Nada de eso era reconocible la medianoche del martes. La escuela era una pila de escombros que habían sepultado una camioneta y dejado atrapadas a unas 50 personas. A unas cuadras de allí, sentada en la oscuridad sobre una banqueta, una vecina descansaba después de varias horas de ayudar. “No estábamos preparados para esto… la ayuda tardó mucho en llegar”, contaba Malena Ruiz, dueña de un comercio en esta zona de clase media.
“Pasaron cuatro segundos desde que sonó la alarma y la escuela se cayó”, cuenta un estudiante de segundo de secundaria que pide omitir su nombre. El alumno, de 12 años, estaba regresando por su alfombrilla de yoga pues había tenido clase antes. Por eso estaba descalzo cuando empezó a huir entre piedras, vidrios y materiales. “La gente estaba sangrando, estaban todos raspados”, relata. De 14 estudiantes de su grupo fallecieron tres. Hay otros tres desaparecidos, uno más lesionado. El resto está bien. “Me siento muy triste por los que siguen atrapados. Siento el dolor de los papás que han perdido a sus hijos, pero yo me siento muy afortunado porque salí vivo”.
Los primeros rescatistas en llegar a la zona fueron ciudadanos. Jóvenes estudiantes de la preparatoria cinco de la Universidad Nacional Autónoma de México asistieron con picos, palas y cubetas durante los primeros minutos de terror. La Armada llegó una hora después del desastre. Los marinos pidieron a los ciudadanos que se retiraran, pero estos se habían ganado a pulso su presencia. Para la medianoche todos trabajaban codo con codo. En la cima de escombros de cemento trabajaban bomberos, soldados y ciudadanos. Las cadenas humanas sacaban del derrumbe pedazos de puertas, sillas rotas y vidrios. Todos los restos eran sacados en carritos de supermercado adaptados para la tragedia. Los improvisados rescatistas trabajaban en medio de un aire con olor a gasolina provenientes de las plantas de luz.
Lejos de los ojos de los rescatistas estaba la verdadera tragedia de la noche. Las autoridades habían montado sobre las canchas de baloncesto carpas donde colocaban los cuerpos hallados entre los escombros. Los familiares con desparecidos esperaban noticias al otro lado de la calle, donde la Gendarmería había habilitado una mesa de atención a las víctimas.
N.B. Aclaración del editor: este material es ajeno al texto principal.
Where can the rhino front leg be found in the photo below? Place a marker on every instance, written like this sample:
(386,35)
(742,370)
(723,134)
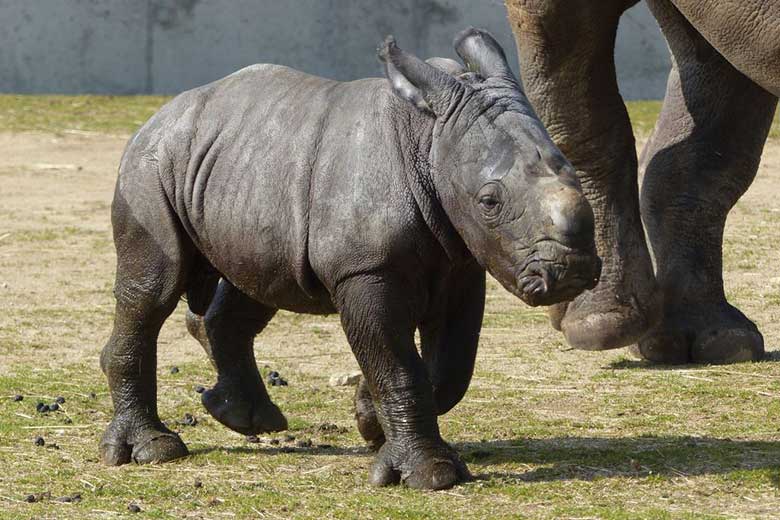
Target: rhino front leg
(701,158)
(154,257)
(566,52)
(239,400)
(377,318)
(449,349)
Nadie quería hacer ese camino. Cruzar la calle para internarse en la zona acordonada por las fuerzas federales significaba malas noticias. Hacia las cuatro de la mañana un médico hizo ese terrible camino. “¡Lalo está allí, Lalo está allí!”, gritaba un hombre de lentes y camisa a cuadros. Un policía y un trabajador de la Cruz Roja lo mantenían en pie para que no se desplomara. Este doctor culminaba así un día lleno de dolor. Había pasado buena parte de la tarde buscando en hospitales de la zona a su hijo de siete años. Su búsqueda finalizó de madrugada, tras identificarlo por su vestimenta y una pulsera en la muñeca.
Otros familiares sin noticias de sus desaparecidos aguardaban allí entre agua y comida enviada por mexicanos solidarios. Nadie quería convertirse en ese padre que lloraba entre psicólogos y policías que habían acompañado las labores del rescate. Allí estaba César Ruiz, llegado desde Milpa Alta, una región al sur de la ciudad, para buscar a su tía, Gloria González Ruiz, de 35 años y quien trabajaba para la directora. La familia de Reina Dávila, otra empleada de la escuela, dormía en el piso en colchones improvisados. Su hermano no tenía noticias de ella desde la tarde del martes. “Su teléfono llamaba después del temblor. Después ya no hubo línea”. Y cubriéndose con una manta dijo: “No nos vamos a ir hasta que saquen a la última persona”. La esperanza sale a flote entre las ruinas de la escuela Enrique Rebsamen.